Slow sex et compagnie
L’Italie est aussi à l’origine de Città Slow, née en 1989 dans une petite bourgade du nord de la péninsule. Les villageois s’étaient opposés à l’implantation d’un McDonald. 142 villes adhèrent aujourd’hui à ce réseau international (dont deux en France : Labastide d’Armagnac et Segonzac, dans les Landes) qui défend "la conscience du temps, des autres et de soi-même"… contre "la vie à toute allure". L’avantage du Slow est qu’il se décline à l’infini : Slow travel, Slow sex, Slow planet, Slow homes, Slow media…
Le slow n’est pourtant pas une simple mode, et encore moins un concept rétrograde. Hartmut Rosa, sociologue allemand, considère que notre "identité" est en jeu.
Le présent raccourcit, s'enfuit, et notre sentiment de réalité, d'identité, s'amenuise dans un même mouvement,
explique l’auteur de Accélération. Une critique sociale du temps, paru en 2010. Dans la vague de l’accélération, c’est tout à la fois la démocratie, les valeurs, et le projet d’émancipation de l’homme qui risquent d’être emportés.

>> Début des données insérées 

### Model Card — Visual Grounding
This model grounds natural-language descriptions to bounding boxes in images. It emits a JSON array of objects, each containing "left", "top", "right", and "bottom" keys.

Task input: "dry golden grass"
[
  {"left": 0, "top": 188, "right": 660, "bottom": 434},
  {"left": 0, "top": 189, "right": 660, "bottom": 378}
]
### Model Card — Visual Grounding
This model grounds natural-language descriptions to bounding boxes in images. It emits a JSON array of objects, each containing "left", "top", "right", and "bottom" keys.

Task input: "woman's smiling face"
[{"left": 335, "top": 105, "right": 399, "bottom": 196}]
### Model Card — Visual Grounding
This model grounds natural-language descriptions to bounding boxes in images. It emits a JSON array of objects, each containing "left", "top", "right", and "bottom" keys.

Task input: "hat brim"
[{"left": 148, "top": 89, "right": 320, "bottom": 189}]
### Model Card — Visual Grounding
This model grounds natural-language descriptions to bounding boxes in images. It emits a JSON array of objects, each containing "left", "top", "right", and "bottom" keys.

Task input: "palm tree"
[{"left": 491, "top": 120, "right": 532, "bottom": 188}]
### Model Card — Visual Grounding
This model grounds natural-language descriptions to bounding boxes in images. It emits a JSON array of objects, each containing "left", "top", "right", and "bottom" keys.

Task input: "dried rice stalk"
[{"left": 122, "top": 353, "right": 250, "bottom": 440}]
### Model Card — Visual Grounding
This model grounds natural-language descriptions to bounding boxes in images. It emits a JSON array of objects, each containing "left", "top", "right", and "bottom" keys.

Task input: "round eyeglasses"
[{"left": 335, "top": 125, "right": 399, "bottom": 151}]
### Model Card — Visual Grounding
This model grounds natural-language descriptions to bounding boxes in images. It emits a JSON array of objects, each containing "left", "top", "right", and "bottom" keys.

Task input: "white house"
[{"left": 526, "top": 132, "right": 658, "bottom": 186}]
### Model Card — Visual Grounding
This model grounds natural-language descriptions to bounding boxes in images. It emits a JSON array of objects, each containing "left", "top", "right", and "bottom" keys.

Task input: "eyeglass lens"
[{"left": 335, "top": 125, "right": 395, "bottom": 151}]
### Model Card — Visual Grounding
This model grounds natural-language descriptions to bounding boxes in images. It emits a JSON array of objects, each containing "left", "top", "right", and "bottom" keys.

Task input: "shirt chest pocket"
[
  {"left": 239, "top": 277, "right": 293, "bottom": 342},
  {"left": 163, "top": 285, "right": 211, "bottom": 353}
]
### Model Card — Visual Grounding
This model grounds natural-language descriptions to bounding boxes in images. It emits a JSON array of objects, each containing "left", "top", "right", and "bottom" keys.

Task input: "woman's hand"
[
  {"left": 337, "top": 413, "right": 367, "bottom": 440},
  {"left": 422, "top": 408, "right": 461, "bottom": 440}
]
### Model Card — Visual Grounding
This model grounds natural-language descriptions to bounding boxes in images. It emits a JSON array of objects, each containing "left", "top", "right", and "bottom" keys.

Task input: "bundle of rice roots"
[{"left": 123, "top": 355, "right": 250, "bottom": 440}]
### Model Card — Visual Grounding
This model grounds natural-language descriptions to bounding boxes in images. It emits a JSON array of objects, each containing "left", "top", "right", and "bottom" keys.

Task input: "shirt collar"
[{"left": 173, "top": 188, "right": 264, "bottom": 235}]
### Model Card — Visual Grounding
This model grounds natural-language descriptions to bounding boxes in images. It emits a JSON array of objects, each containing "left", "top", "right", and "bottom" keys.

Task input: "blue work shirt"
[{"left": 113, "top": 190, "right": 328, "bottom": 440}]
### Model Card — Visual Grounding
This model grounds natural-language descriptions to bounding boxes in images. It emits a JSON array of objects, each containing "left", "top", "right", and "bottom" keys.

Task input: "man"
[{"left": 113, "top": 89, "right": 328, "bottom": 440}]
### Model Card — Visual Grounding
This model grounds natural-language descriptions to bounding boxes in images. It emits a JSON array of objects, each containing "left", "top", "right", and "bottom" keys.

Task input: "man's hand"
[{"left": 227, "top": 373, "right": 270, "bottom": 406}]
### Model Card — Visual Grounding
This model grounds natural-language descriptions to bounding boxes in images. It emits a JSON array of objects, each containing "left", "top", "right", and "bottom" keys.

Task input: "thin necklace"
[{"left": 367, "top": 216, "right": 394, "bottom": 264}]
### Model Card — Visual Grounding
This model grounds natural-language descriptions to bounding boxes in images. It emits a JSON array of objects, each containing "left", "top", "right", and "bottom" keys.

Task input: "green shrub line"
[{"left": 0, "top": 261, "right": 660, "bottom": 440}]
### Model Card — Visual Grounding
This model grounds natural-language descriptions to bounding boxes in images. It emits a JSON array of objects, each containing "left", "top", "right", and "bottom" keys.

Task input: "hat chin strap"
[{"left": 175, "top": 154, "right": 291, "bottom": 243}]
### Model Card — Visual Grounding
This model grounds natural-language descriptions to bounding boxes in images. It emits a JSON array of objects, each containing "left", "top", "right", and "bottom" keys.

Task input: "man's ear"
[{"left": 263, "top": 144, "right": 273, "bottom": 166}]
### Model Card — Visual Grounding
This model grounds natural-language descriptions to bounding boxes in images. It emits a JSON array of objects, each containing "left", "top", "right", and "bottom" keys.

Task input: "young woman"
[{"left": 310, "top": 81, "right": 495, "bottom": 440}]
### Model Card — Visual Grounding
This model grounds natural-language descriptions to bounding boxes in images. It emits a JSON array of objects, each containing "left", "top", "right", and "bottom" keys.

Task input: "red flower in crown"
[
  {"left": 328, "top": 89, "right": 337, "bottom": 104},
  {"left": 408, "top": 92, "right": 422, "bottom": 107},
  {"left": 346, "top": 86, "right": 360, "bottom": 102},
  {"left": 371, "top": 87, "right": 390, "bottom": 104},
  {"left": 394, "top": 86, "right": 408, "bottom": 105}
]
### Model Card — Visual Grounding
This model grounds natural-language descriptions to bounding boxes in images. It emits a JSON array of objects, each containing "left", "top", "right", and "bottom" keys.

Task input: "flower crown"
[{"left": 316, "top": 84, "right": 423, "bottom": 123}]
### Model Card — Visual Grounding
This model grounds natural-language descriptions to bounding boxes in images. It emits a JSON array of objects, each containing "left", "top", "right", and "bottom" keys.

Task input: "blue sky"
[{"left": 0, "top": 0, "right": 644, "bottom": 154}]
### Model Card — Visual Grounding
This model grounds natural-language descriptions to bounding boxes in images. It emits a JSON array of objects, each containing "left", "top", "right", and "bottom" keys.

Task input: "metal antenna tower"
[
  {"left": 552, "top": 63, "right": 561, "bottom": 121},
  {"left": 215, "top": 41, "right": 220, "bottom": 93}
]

Pour les Européens, jouer à la tortue revient d’abord à "prendre son temps pour faire les choses", montre Ipsos. Ils sont 83 % à trouver que cela vaut le coup. Le besoin de ralentir se traduit aussi par l’appel de la couette ou du hamac, puisque 72 % d’entre eux aimeraient se reposer davantage.
Doucement, mais pas au volant
Ralentir, selon les personnes interrogées, c’est "profiter de la vie". Il s’agit pour eux de "décrocher", de se ménager du temps "où l’on ne fait rien du tout". Comme une soupape, pour évacuer la pression qui est montée durant la semaine de travail.
Dans la liste des effets attendus, "être efficace", "faire moins d’erreurs" et "mieux travailler" figurent à l’inverse dans les dernières positions.
Les slows veulent prendre plus de temps, mais pas pour tout : lorsqu’ils "passent du temps avec en famille", ou avec les amis, quand ils s’adonnent à leurs "loisirs" ou font du "tourisme". En revanche, le slow sex à moins la cote : 30 % seulement aimeraient s’y adonner. Au volant non plus, il ne s’agit pas d’aller moins vite.
Ralentir, à quel prix ?
Tendance affirmée, vouloir prendre son temps apparaît pourtant comme un luxe. Si 26 % des Européens ont "déjà ralenti leur vie", tous ne peuvent pas se le permettre. Au premier chef, les femmes et les jeunes actifs. Ils font partie de ce que l’enquête nomme les "slows contrariés". Ralentir leur semble "impossible", ou bien simplement ils ne savent pas comment s’y prendre.
"Slows assumés" comme "slows contrariés", 41 % partagent toutefois le sentiment d’aller à contre-courant. Et la mauvaise conscience de ne pas faire comme tout le monde. Mais comme tout change si vite…
* L’étude Ipsos (mai 2011) sur "Le Slow, ou l’aspiration des Européens à ralentir" a été réalisée en février dans quatre pays, l’Allemagne, la France, la Grande-Bretagne et l’Italie, auprès de 4 066 individus âgés de 16 à 64 ans (environ 1 015 à 1020 personnes dans chaque pays).